Enfin, et c’est la dernière dimension, un travail a du sens s’il permet au salarié de mettre en œuvre et de développer ses habiletés, ses compétences, sa créativité, etc. On voit bien que l’organisation du travail détermine le sens que peut y trouver un salarié.
A partir de l’enquête Conditions de travail menée par la Dares, nous avons construit un score individuel de sens au travail, qui nous a permis de hiérarchiser les professions entre elles. Résultat : dans le palmarès des métiers qui ont du sens, on trouve les assistantes maternelles, les aides à domicile, les formateurs et les enseignants.
Ce qu’il faut en retenir, c’est que ne s’y trouvent pas uniquement des professions qualifiées.

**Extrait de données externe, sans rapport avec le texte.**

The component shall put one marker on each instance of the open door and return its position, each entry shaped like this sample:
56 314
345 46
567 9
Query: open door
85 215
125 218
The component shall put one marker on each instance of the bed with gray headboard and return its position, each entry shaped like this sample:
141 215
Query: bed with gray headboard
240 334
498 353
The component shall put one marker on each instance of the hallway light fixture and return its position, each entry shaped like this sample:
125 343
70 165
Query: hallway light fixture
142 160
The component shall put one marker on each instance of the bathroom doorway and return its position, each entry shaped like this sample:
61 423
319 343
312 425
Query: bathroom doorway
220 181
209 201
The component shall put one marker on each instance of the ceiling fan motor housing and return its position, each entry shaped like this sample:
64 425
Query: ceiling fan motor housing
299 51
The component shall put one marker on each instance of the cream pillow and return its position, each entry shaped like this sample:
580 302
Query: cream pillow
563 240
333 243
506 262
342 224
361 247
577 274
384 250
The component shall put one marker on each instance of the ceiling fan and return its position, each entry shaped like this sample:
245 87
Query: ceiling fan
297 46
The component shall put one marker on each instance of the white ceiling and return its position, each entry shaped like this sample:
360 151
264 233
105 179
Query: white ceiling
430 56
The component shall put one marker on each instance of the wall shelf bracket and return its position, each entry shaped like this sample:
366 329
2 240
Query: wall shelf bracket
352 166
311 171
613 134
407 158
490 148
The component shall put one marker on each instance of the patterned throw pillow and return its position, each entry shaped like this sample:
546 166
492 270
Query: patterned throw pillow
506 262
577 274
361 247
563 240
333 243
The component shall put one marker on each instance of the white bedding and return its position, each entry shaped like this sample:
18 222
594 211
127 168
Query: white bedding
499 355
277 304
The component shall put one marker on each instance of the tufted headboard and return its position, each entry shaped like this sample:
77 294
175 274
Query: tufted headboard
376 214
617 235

Deuxième résultat important, les professions qui ont le plus de sens sont souvent celles où les salariés sont en relation avec le public, notamment les professions du care, malgré des conditions de travail difficiles.
A noter cependant que parmi les quinze professions qui trouvent le plus de sens à leur travail ne figurent pas les infirmières. En dépit de leur très fort sentiment d’utilité sociale, celles-ci sont soumises à des conditions de travail qui nuisent à la cohérence éthique et à leur capacité de pouvoir bien faire leur travail. Ces données sont antérieures à la pandémie, mais on n’a pas de raison de penser que la tendance se soit inversée depuis, bien au contraire.
D’où vient la perte de sens au travail ressentie par beaucoup de Français ?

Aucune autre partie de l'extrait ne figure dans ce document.